What determines the attitude that any government takes towards the negotiation of global agricultural market liberalization? You might as well ask: “what affects the pricing of equities in the stock market?”. At any given point in the talks, the fundamentals—inthis case changes in the competitiveness of agricultural production—may have less impact than sentiment; changes in the perception of competitiveness.
Take, for example, Japan. Following the Koizumi cabinet reshuffle, and the replacement of the un-reconstructed former Agriculture Minister (Iwanaga), there seems to have been some sort of change in the atmosphere, although no change in fundamentals of this tiny (< 1% of GDP) sector of the Japanese economy.
“Newly appointed farm minister Shoichi Nakagawa says Japan needs to make compromises where it can to contribute to progress in market-opening talks under the World Trade Organization.”(The Japan Times Online)
This attitude contrasts with that of France, which remains ready to throw up the barricades against the impacts of ‘globalization’ on French agriculture. But guess which economy leads world agricultural trade? Europe. That leading position is not due mostly to export subsidies at all. Only dairy, among the major export products of the EU, continues to receive substantial export subsidies and even in dairy, sales of the most valuable products (e.g. cheese) are unsubsidized now in many markets.
More alarming, still, is the story of USA commodity groups’ work to entrench massive taxpayer funded support in the next Farm Bill (2007). Bob Thompson’s paper on “The U.S. Farm Bill and the Doha Negotiations“ (.pdf file from the IPC—thanks to Ben Muse for the pointer) points out that there is a massive jump in the USDA’s projected payments under the current Farm Bill between 2004 and 2005. He argues that this funding, combined with a persistent ‘export pessimism’ on the part of U.S. commodity producers, is a bad augury for the 2007 Farm Bill—and for the Doha round.

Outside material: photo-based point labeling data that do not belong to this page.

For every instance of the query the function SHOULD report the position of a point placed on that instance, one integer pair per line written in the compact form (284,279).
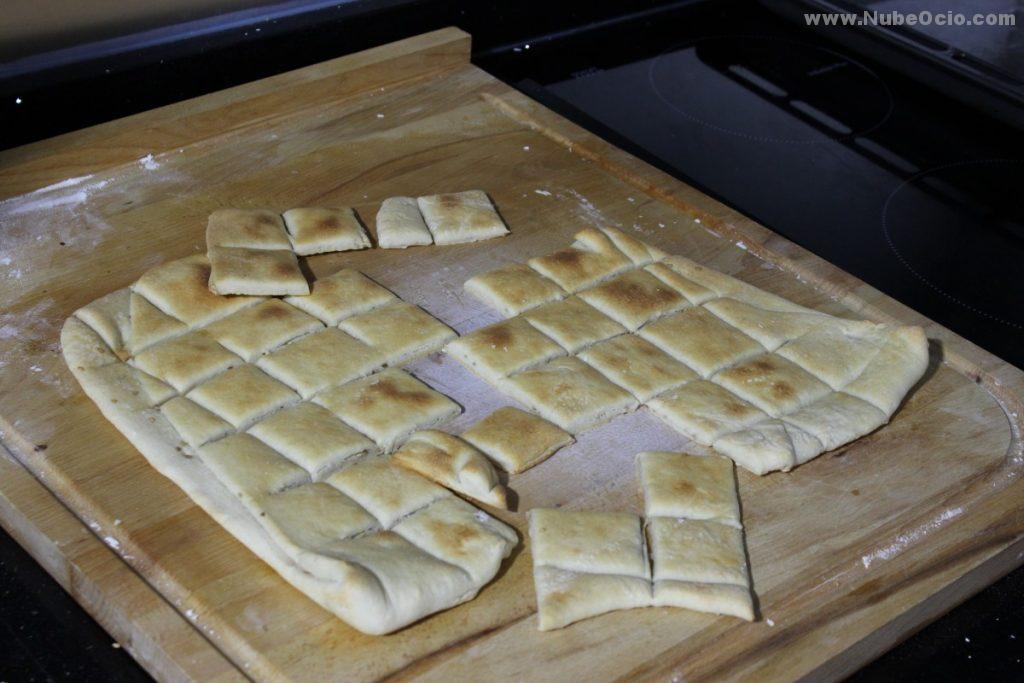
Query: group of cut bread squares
(298,408)
(254,252)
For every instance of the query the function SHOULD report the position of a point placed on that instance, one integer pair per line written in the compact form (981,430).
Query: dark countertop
(48,636)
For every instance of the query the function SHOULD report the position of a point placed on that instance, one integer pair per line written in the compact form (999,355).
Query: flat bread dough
(454,464)
(516,439)
(388,407)
(383,548)
(399,224)
(513,289)
(256,271)
(460,217)
(503,348)
(569,393)
(398,332)
(637,366)
(315,230)
(573,324)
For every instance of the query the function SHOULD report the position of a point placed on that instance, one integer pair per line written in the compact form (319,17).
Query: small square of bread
(150,325)
(568,392)
(772,383)
(677,484)
(250,228)
(313,517)
(573,324)
(634,298)
(342,295)
(515,439)
(315,230)
(700,340)
(250,468)
(574,268)
(388,407)
(564,597)
(312,437)
(184,361)
(242,395)
(399,224)
(694,293)
(196,424)
(181,290)
(500,349)
(399,331)
(320,360)
(513,289)
(697,551)
(609,543)
(453,463)
(460,534)
(704,411)
(460,217)
(637,366)
(386,491)
(770,328)
(261,271)
(262,328)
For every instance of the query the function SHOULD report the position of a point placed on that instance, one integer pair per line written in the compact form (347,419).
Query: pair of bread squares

I agree Thompson on both counts. United States commodity groups are gloomy about their export prospects in soy (Brazilian competition), dairy (problems on price competitiveness due in large part to support structures), beef (BSE problems), and some grains (exchange rates). But, look again at the chart. The USA has an outstanding agricultural export record and plenty of opportunity to expand shares of Asian and Middle-East markets, particularly for processed food products, if it can maintain price-competitive commodity supply.